National Assembly Member
- Parliamentary group: Accord (Nigeria)
- Constituency: Mushin, Lagos

Personal details
- Born: July 11, 1959 (age 66) Lagos
- Alma mater: University of Lagos
- Occupation: Accountant

= Dauda Kako Are =

Dauda Kako Are (born 11 July 1959) is an accountant and a politician. He is a member of the House of Representative of Nigeria representing Mushin I Constituency after he emerged winner at the 2015 Nigerian General Election in April under the platform of the Accord Party.

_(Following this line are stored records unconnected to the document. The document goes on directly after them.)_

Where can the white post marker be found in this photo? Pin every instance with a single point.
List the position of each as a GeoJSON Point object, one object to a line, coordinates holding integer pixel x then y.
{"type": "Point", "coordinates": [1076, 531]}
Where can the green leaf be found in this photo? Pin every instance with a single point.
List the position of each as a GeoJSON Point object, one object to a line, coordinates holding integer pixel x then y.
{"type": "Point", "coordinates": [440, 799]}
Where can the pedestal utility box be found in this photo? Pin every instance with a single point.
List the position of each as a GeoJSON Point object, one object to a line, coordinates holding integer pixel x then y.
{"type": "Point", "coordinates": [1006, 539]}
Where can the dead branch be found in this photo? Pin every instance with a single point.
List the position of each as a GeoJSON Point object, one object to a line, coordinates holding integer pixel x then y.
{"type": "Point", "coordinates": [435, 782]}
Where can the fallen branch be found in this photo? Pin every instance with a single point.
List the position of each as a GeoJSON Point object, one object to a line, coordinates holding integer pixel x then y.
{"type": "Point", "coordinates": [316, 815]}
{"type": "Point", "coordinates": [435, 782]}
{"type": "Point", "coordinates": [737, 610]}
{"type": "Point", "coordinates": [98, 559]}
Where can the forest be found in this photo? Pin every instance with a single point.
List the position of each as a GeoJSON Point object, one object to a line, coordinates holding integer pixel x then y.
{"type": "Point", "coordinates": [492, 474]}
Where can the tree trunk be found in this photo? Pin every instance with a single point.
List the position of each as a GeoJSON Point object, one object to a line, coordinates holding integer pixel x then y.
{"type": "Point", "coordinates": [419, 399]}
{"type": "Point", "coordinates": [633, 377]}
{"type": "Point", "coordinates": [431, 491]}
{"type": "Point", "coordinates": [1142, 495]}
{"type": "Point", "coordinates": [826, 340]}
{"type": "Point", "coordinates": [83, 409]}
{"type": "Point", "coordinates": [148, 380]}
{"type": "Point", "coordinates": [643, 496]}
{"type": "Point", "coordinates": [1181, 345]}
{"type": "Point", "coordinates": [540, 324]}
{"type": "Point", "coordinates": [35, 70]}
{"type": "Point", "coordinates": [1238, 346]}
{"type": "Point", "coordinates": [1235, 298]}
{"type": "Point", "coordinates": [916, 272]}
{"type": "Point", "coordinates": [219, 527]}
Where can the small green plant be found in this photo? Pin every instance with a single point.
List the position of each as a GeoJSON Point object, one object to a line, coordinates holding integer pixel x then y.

== Early life and education ==
Kako Are was born on July 11, 1959, in Lagos, Nigeria. He attended Baptist High School, Saki, Oyo State where he obtained his West African Senior School Certificate in 1977. He proceeded to University of Lagos, Akoka where he bagged his Bachelor of Science degree in Accounting in 1985.

== Political career ==
Kako Are began his political career in 1999 after being elected to represent his constituency at the Lagos State House of Assembly from 1999 to 2003 under the platform of the Action Congress of Nigeria. He contested for the Federal House of representatives under the Platform of the Accord Party(A) and Won to represent Mushin I Federal Constituency at the 2015 Nigerian General Election.